While Ernst & Young faced plenty of private litigation about its role, plus a lawsuit from the New York Attorney General’s office that is still ongoing, neither the SEC nor the Department of Justice has brought charges against the audit firm.

Inside Jobs

Internal auditors are often held to a higher standard than external ones, since “they are more plugged in” to the company’s operations, notes Hille. One of the best-known examples of how powerful their investigations can be is Worldcom, where then-vice president of internal audit Cynthia Cooper uncovered systematic financial fraud in her review of capital expenses. Other companies, including Avon, have more recently noted that internal audit findings have triggered investigations.

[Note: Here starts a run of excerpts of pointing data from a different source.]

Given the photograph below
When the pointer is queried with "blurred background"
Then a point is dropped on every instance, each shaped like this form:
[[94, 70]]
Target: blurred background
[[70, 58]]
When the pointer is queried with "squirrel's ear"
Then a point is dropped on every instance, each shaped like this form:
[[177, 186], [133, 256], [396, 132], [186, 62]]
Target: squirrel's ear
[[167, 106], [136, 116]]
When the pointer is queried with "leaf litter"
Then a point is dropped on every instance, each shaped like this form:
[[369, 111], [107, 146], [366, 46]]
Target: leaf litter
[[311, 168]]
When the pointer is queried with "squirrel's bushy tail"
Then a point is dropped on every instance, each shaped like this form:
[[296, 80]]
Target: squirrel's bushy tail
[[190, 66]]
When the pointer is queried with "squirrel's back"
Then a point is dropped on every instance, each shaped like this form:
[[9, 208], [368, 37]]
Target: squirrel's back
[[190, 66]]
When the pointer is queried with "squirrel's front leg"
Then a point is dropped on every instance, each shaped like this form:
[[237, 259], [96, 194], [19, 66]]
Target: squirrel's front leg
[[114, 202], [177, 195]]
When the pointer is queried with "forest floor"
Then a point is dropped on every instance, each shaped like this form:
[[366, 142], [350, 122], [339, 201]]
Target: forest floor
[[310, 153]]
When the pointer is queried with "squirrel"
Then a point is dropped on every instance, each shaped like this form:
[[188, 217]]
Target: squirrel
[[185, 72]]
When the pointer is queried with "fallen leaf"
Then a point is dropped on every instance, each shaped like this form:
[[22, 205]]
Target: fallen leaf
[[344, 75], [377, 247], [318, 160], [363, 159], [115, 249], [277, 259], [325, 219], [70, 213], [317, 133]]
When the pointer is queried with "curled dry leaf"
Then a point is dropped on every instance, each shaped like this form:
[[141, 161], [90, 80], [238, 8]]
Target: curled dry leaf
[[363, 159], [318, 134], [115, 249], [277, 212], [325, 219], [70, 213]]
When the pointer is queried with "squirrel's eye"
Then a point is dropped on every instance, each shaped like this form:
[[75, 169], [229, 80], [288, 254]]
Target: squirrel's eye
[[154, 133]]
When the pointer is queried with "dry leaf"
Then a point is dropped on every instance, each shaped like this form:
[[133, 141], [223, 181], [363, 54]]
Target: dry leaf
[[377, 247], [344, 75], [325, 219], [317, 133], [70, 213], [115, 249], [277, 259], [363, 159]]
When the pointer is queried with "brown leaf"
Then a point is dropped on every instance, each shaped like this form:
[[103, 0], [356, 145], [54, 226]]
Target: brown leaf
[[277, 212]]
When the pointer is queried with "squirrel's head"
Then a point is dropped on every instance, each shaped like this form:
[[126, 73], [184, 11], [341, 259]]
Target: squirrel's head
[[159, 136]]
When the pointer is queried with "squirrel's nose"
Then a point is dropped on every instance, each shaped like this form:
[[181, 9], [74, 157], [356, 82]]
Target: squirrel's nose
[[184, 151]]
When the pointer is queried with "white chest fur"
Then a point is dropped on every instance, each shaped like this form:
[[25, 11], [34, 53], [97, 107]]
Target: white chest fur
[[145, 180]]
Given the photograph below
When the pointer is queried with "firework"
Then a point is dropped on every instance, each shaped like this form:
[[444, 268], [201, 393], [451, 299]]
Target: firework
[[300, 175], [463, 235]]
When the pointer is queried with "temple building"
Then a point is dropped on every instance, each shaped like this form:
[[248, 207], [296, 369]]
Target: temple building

Internal audit executives who fail to escalate problems appropriately have also faced public fire from regulators. When the SEC brought FCPA charges against medical device manufacturer Biomet in 2012, for example, officials made special note of the fact that internal audit had rigorously documented illegal payments to doctors and government officials in countries such as Argentina, Brazil, and China, but failed to sound adequate alarm bells. “A company’s compliance and internal audit should be the first line of defense against corruption, not part of the problem,” said Kara Novaco Brockmeyer, chief of the FCPA enforcement unit, in the press release accompanying the charges.  

As with external auditors, however, the main duty of the corporate auditor is to escalate a problem, not bring it directly to authorities. “Most large companies have a protocol, and everyone pretty much knows what their roles are when internal audit stumbles on a fraud,” says Richard Chambers, president and CEO of The Institute of Internal Auditors. Internal audit’s role, however, is not typically to bring issues to regulators. In the “extraordinarily unlikely” event that management or the audit committee was unwilling to report a crime that internal audit was aware of, auditors “would have to weigh their actions very carefully and would probably want to engage their own counsel.”